Fabrication of novel niclosamide-suspension using an electrospray system to improve its therapeutic effects in ovarian cancer cells in vitro

This work describes the feasibility of using a single- or dual-capillary electrospray (ES) system to produce a series of novel niclosamide suspensions. Analytical results indicate that the ES system generates a homogeneous suspension of pure niclosamide or niclosamide-encapsulated poly(D,L-lactic-co-glycolide) (PLGA) particles in phosphate buffer saline (PBS). Also, the suspension solution remains stable for several months. SEM images reveal that the pure niclosamide particles all have a rod-like shape (transversal length: 105 ± 21 nm, longitudinal length: 493 ± 151 nm) and the niclosamide-encapsulated PLGA particles are spherical with a diameter of approximately 584–662 nm. Additionally, qualitative and quantitative analyses are performed using UV–vis spectroscopy, which yields two characteristic absorption peaks that are attributed to niclosamide (336 nm and 376 nm, in PBS medium).

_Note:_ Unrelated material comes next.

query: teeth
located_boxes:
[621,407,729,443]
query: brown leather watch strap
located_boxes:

Based on use of this information as an index, a standard curve is established for quantification. Raman spectra analysis indicates that the generated pure niclosamide or niclosamide-encapsulated PLGA particles are all composed of niclosamide monohydrate instead of an anhydrous form of niclosamide. According to in vitro cell studies, this novel suspension of niclosamide with or without PLGA encapsulation exhibits a better anti-proliferative ability against CP70 and SKOV-3 ovarian cancer cells than that of conventional formulation. In particular, the anti-proliferative ability of niclosamide-encapsulated PLGA particles against CP70 cells is better than that of pure niclosamide suspension, which is likely caused by the more efficient intracellular delivery.